3. Using hot wallets for long-term storage
Hot wallets are convenient for daily transactions, but their constant internet connection makes them vulnerable to phishing, malware, and browser-based attacks.
In 2025, the StilachiRAT malware compromised popular browser wallets like MetaMask and Trust Wallet.
How to avoid it: For long-term storage, it’s safer to use dedicated hardware wallets that operate independently from browsers and internet connectivity.
Devices like Trezor store private keys fully offline, ensuring they remain under the user's sole control and are not accessible to exchanges, cloud platforms, or the device manufacturer.
Some models include hardware-based protection features such as the EAL 6+ Secure Element, which strengthens physical security and keeps sensitive data isolated within the device.
Users can manage their assets through Trezor Suite, a local application that enables storing, buying, and swapping cryptocurrencies without relying on third-party platforms or external registration.
Trezor devices also offer practical features such as touchscreen transaction confirmations, open-source code, and support for thousands of coins and tokens, aiming to make secure self-custody more accessible.
4. Trusting cloud storage for seed phrases
Storing your recovery phrase in a cloud document or photo might seem convenient — but it's a known attack vector.
Several high-profile breaches have stemmed from compromised email inboxes, notes apps, or cloud drives.
How to avoid it: Recovery data should be stored physically offline, ideally on a durable medium that can resist water, fire, and time.
5. Losing coins to phishing and fake apps
Phishing remains one of the most effective methods of stealing crypto.
Scammers now use fake websites, cloned apps, impersonated support staff, Telegram bots, and even legitimate-looking emails.
For instance, the PoisonSeed campaign tricked users into revealing recovery phrases through forged forms posing as official services.
How to avoid it: Always verify the source of any app or message. No legitimate support team will ask for your recovery phrase. Urgency is a common red flag.
6. Trusting someone else with your crypto
Delegating control of your funds to a third party is essentially surrendering custody.

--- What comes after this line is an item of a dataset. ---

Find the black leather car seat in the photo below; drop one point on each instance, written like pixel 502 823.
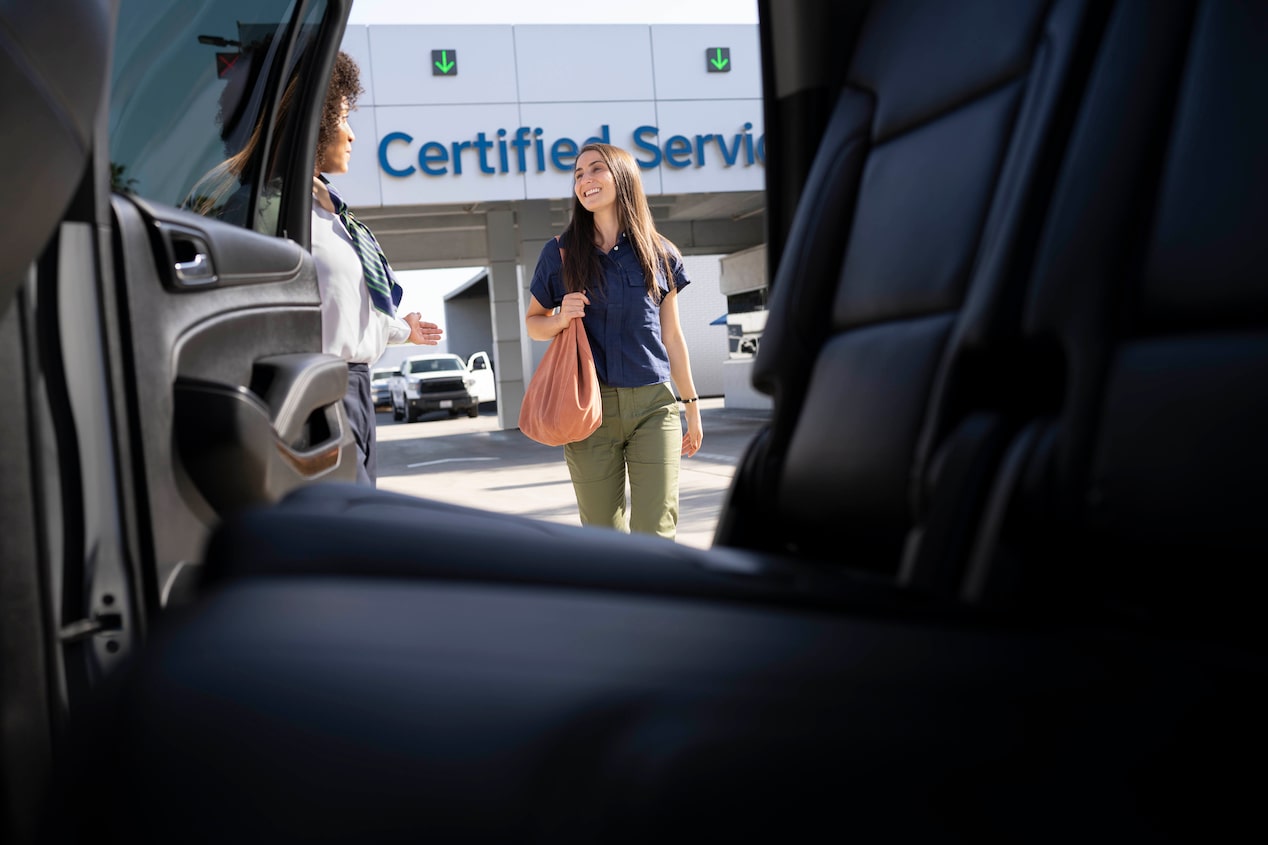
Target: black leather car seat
pixel 893 303
pixel 1144 487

In 2025, over $1.4 billion was stolen from Bybit during a cold-to-hot wallet transfer vulnerability.
How to avoid it: Keep your assets in self-custody. Exchanges are best used for trading — not storage.

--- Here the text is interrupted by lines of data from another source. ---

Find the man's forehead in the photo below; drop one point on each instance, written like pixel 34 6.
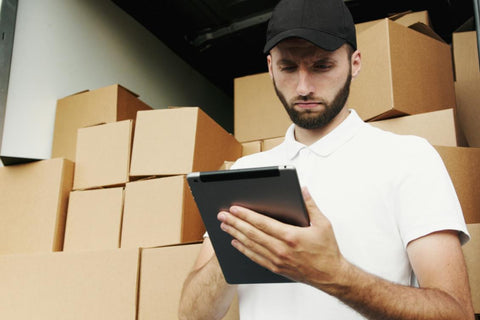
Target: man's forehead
pixel 291 43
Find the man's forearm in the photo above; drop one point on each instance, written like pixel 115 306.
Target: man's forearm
pixel 205 293
pixel 376 298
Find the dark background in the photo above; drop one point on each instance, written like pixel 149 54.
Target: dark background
pixel 223 39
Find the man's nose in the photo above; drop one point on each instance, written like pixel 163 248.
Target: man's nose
pixel 305 85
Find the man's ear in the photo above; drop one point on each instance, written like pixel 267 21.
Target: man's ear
pixel 269 63
pixel 356 63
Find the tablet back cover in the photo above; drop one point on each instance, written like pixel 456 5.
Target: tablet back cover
pixel 274 191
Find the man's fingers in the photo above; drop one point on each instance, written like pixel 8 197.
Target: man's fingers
pixel 314 213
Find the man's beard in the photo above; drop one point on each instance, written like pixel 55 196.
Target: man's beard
pixel 311 119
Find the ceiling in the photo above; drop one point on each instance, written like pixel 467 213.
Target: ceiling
pixel 223 39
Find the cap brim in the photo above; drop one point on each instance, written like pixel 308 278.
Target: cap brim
pixel 323 40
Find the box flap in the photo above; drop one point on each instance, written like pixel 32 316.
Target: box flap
pixel 423 28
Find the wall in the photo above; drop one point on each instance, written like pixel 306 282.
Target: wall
pixel 66 46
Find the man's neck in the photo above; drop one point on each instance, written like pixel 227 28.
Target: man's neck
pixel 310 136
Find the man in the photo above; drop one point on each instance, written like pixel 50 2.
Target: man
pixel 382 206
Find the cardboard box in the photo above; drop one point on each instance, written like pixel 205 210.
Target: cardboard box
pixel 258 113
pixel 163 271
pixel 226 165
pixel 403 72
pixel 465 54
pixel 251 147
pixel 94 220
pixel 468 109
pixel 471 251
pixel 103 155
pixel 462 165
pixel 68 285
pixel 33 205
pixel 160 212
pixel 405 18
pixel 268 144
pixel 438 127
pixel 88 108
pixel 179 141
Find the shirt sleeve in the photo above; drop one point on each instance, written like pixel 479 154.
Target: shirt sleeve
pixel 426 200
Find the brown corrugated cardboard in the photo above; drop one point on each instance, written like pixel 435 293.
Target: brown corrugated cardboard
pixel 33 205
pixel 163 271
pixel 103 155
pixel 258 114
pixel 438 127
pixel 88 108
pixel 465 54
pixel 251 147
pixel 405 18
pixel 462 165
pixel 94 219
pixel 160 212
pixel 403 72
pixel 70 286
pixel 411 18
pixel 468 109
pixel 179 141
pixel 471 250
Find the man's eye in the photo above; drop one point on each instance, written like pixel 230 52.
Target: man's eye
pixel 322 67
pixel 288 68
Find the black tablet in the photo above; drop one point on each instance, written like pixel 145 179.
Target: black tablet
pixel 273 191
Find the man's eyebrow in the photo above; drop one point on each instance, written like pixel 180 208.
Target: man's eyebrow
pixel 326 59
pixel 285 61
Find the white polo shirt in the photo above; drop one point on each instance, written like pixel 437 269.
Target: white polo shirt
pixel 379 190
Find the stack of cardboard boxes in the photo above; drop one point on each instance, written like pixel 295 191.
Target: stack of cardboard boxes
pixel 406 85
pixel 108 229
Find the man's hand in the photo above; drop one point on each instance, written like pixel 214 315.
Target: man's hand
pixel 304 254
pixel 311 255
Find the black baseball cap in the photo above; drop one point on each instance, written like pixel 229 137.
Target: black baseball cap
pixel 326 23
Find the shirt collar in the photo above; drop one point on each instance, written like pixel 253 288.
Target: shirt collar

7. Making security overly complex
Going too far with protective setups can backfire if you can't remember how to access your own funds.
A Reddit user nearly lost 43 BTC after encrypting a file with a password so complex that even he couldn't recall it.

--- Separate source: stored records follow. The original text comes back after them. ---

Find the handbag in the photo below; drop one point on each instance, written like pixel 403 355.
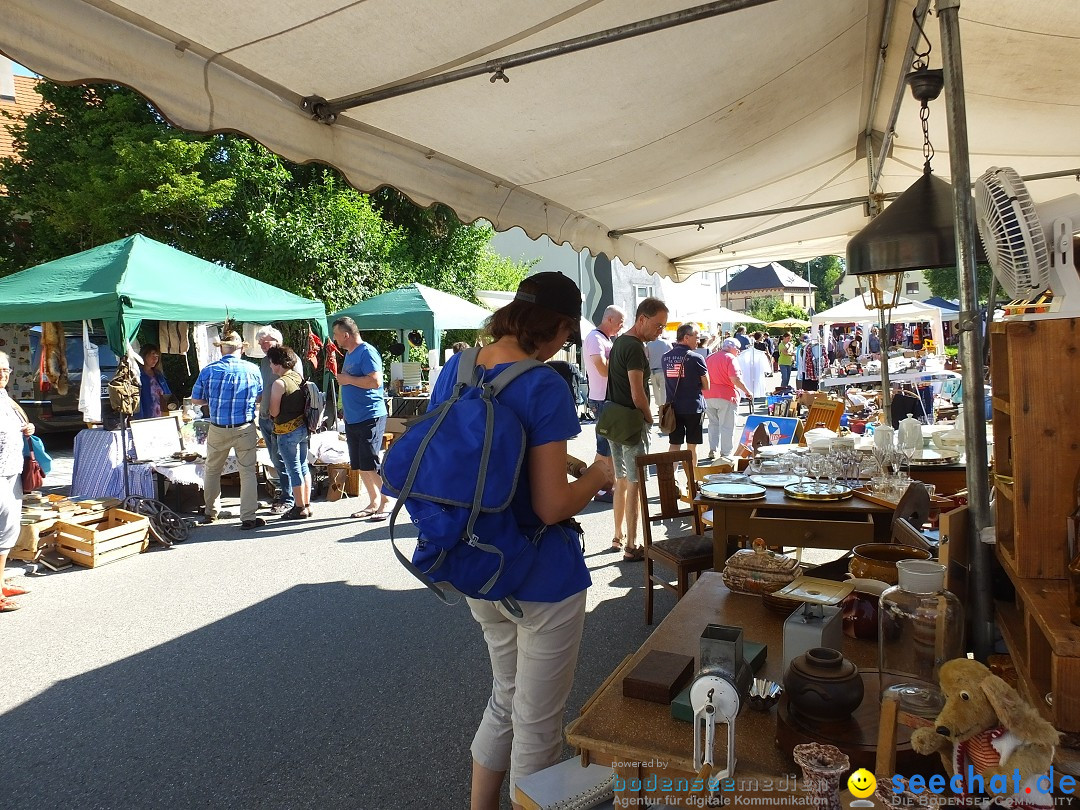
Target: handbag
pixel 34 476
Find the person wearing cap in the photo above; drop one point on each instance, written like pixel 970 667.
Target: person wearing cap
pixel 686 376
pixel 365 414
pixel 267 338
pixel 231 388
pixel 629 380
pixel 595 350
pixel 721 396
pixel 534 656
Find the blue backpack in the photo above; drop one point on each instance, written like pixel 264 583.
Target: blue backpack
pixel 456 470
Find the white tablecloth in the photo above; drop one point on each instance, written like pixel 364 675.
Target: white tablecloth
pixel 191 472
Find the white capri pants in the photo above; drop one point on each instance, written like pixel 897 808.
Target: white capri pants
pixel 532 663
pixel 11 510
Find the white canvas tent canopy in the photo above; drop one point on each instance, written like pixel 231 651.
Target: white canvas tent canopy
pixel 906 311
pixel 663 132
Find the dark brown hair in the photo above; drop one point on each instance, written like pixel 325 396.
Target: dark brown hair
pixel 282 355
pixel 530 325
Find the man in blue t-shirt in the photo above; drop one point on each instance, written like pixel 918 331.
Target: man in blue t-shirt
pixel 365 414
pixel 685 378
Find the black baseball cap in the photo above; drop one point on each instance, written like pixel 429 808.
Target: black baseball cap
pixel 554 292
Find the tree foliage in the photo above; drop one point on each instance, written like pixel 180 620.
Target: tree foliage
pixel 945 283
pixel 771 308
pixel 824 272
pixel 97 163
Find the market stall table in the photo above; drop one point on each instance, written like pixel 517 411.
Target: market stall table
pixel 781 521
pixel 98 468
pixel 640 739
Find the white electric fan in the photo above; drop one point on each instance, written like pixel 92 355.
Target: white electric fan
pixel 1029 246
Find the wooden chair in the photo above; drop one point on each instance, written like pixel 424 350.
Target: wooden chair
pixel 687 554
pixel 827 412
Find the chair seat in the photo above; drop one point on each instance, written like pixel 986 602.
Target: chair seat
pixel 684 549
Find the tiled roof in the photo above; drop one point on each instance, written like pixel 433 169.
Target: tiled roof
pixel 26 100
pixel 769 277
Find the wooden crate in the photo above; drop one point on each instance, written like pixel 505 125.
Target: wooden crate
pixel 1044 647
pixel 121 534
pixel 1036 441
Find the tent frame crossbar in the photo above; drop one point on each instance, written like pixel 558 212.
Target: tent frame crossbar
pixel 326 111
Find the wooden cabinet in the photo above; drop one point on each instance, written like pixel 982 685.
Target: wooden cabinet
pixel 1035 369
pixel 1035 366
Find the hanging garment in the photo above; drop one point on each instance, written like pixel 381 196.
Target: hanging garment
pixel 254 350
pixel 173 337
pixel 90 388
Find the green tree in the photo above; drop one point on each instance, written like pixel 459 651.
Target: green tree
pixel 772 308
pixel 824 272
pixel 945 283
pixel 97 163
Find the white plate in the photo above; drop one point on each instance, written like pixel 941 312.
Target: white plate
pixel 779 480
pixel 733 491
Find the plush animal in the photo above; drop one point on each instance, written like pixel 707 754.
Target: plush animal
pixel 986 726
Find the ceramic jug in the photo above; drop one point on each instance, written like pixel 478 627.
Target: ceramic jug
pixel 909 436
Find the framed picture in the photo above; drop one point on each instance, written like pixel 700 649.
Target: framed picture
pixel 781 429
pixel 158 437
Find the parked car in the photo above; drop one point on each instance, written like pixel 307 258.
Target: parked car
pixel 50 410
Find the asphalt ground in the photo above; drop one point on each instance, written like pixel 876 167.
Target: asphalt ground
pixel 298 665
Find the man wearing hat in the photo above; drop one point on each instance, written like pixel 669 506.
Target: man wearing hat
pixel 231 389
pixel 721 396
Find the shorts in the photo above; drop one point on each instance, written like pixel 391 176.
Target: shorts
pixel 624 457
pixel 603 446
pixel 687 429
pixel 364 441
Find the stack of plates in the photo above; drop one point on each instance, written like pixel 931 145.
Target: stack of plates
pixel 732 491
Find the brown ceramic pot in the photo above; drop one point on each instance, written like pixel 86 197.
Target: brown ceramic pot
pixel 823 685
pixel 878 561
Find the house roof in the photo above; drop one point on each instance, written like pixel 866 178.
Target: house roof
pixel 767 277
pixel 26 100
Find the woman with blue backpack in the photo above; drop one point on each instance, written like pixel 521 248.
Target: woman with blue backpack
pixel 534 655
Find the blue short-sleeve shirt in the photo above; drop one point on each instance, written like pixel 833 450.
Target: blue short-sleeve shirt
pixel 542 403
pixel 362 404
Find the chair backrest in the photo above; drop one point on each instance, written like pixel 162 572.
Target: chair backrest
pixel 827 412
pixel 670 503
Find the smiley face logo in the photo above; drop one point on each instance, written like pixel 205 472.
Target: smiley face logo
pixel 862 783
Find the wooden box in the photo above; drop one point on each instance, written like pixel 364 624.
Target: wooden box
pixel 659 676
pixel 120 534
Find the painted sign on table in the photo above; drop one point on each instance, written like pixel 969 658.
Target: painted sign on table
pixel 781 429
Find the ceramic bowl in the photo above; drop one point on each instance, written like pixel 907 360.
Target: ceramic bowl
pixel 878 561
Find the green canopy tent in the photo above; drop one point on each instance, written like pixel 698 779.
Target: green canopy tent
pixel 416 307
pixel 136 279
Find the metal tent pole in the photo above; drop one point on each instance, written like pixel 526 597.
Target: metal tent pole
pixel 971 335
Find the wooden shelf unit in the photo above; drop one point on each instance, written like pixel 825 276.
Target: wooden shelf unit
pixel 1035 365
pixel 1044 647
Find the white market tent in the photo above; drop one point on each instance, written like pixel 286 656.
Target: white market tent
pixel 906 311
pixel 663 132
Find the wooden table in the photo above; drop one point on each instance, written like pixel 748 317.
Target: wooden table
pixel 783 521
pixel 640 740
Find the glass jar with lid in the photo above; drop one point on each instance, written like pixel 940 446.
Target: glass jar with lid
pixel 920 626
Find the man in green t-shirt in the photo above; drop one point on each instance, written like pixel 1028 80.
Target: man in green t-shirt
pixel 629 386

How to avoid it: Your security system should be reliable but also repeatable — even under stress or after time passes.
8. Neglecting an inheritance or emergency plan
If you're the only person who can access your funds, they may be lost forever in an emergency.
Without clear instructions or shared access to recovery data, your crypto can be lost forever after unexpected events.
Solutions include writing clear access guides for trusted individuals, using multi-signature wallets, and integrating crypto recovery into traditional wills or estate plans.
The CEO of QuadrigaCX died with sole access to $215 million in crypto — the funds were never recovered.
How to avoid it: Have a contingency plan in place. Access should be secure and private, but not impossible.
9. Sending crypto to the wrong address
Crypto transactions are final — there's no "undo" button.
Scammers use tactics like address poisoning, where malicious addresses resembling your own appear in transaction history or your clipboard.
How to avoid it: Avoid copying addresses from history. Always verify manually and consider sending a small test transaction first.
Conclusion
Even one overlooked detail can lead to complete loss of funds — but each of these mistakes is entirely avoidable.
As adoption continues, user education will matter just as much as technology.
Self-custody is becoming easier and safer — but the ultimate responsibility still lies with the holder.
Start small: secure your recovery phrase, use a hardware wallet for savings, and double-check every transaction.
In crypto, good habits are your strongest security.